MowJoe: a method for automated-high throughput dissected leaf phenotyping
Accurate and automated phenotyping of leaf images is necessary for high throughput studies of leaf form like genome-wide association analysis and other forms of quantitative trait locus mapping. Dissected leaves (also referred to as compound) that are subdivided into individual units are an attractive system to study diversification of form. However, there are only few software tools for their automated analysis. Thus, high-throughput image processing algorithms are needed that can partition these leaves in their phenotypically relevant units and calculate morphological features based on these units.
We have developed MowJoe, an image processing algorithm that dissects a dissected leaf into leaflets, petiolule, rachis and petioles. It employs image skeletonization to convert leaves into graphs, and thereafter applies algorithms operating on graph structures. This partitioning of a leaf allows the derivation of morphological features such as leaf size, or eccentricity of leaflets. Furthermore, MowJoe automatically places landmarks onto the terminal leaflet that can be used for further leaf shape analysis. It generates specific output files that can directly be imported into downstream shape analysis tools. We applied the algorithm to two accessions of Cardamine hirsuta and show that our features are able to robustly discriminate between these accessions.
MowJoe is a tool for the semi-automated, quantitative high throughput shape analysis of dissected leaf images. It provides the statistical power for the detection of the genetic basis of quantitative morphological variations.
Plant leaves are critical for survival as they are the primary site of photosynthesis. Leaf shape and size show tremendous variation between species, which is assumed to be the result of adaptive evolutionary processes tinkering with leaf shape to allow best performance in particular ecological niches [12, 14, 20, 23, 36]. Therefore, plant leaves have attracted scientists from diverse disciplines to study ecology, evolution, development and patterning mechanisms [5, 17, 21, 22, 27, 34, 40, 41].

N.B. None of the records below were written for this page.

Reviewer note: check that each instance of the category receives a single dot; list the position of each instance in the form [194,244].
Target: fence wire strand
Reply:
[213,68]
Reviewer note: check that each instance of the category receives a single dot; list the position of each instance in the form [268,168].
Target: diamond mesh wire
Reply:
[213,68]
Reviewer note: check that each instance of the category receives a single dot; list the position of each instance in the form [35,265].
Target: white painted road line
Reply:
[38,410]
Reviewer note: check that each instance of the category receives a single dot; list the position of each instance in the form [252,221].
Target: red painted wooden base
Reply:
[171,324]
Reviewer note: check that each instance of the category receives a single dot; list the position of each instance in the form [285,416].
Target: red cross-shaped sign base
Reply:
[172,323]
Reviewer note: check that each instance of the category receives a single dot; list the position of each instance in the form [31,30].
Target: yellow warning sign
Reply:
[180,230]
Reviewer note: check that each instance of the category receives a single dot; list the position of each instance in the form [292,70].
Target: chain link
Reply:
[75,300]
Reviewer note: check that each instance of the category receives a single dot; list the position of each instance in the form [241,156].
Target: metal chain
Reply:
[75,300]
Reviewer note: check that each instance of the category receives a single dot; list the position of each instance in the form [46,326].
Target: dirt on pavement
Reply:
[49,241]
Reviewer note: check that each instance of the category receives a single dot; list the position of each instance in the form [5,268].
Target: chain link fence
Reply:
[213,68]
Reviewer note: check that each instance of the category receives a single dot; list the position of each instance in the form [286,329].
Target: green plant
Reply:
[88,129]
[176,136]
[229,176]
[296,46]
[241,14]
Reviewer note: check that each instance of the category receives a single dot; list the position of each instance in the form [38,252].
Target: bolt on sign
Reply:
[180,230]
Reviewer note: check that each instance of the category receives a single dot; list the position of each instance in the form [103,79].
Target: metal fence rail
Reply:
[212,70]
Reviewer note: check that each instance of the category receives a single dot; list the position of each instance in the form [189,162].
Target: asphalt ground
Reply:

Qualitative descriptions of leaf shape, traditionally used for species classification, are insufficient to characterize the developmental and genetic factors underlying phenotypic variation. Rather, it is necessary to quantitatively describe the geometric features of leaf shape and perform shape analysis [6, 26]. Easily accessible measures include length, width, perimeter and area. A more refined morphometric analysis, however, is based on the extraction of multivariate shape features. Typically these methods analyse the relative position of landmarks—homologous points identified in each leaf sample—or sequential positions along the leaf outlines or combinations of the two. These approaches are collectively referred to as geometric morphometrics. Examples of methods based on outline analysis are Eigenshape analyses and elliptic Fourier analysis [19, 24, 31].
In order to perform quantitative shape analyses of dissected leaves in larger populations, we have developed the MowJoe analysis pipeline. As compared to entire leaves, the shape of dissected leaves is more challenging to image processing algorithms. Instead of reporting merely morphological features of the entire leaf, one needs to cut the dissected leaf into pre-defined, phenotypically meaningful parts beforehand. A recent approach  relies on the assumptions of circular leaflets and the symmetric positioning of leaflets along the rachis to build a leaf shape model. Leaflets are then segmented by Active Contours. Another approach searches for concavity points in the leaf and partitions the leaf based on these points  or deletes the rachis of the leaves by fitting a polynomial curve . The drawback of these methods is their sensitivity to violations of leaflet convexity. These may occur naturally or through imaging artifacts like fissures in the leaf produced by its fixation to a plain surface.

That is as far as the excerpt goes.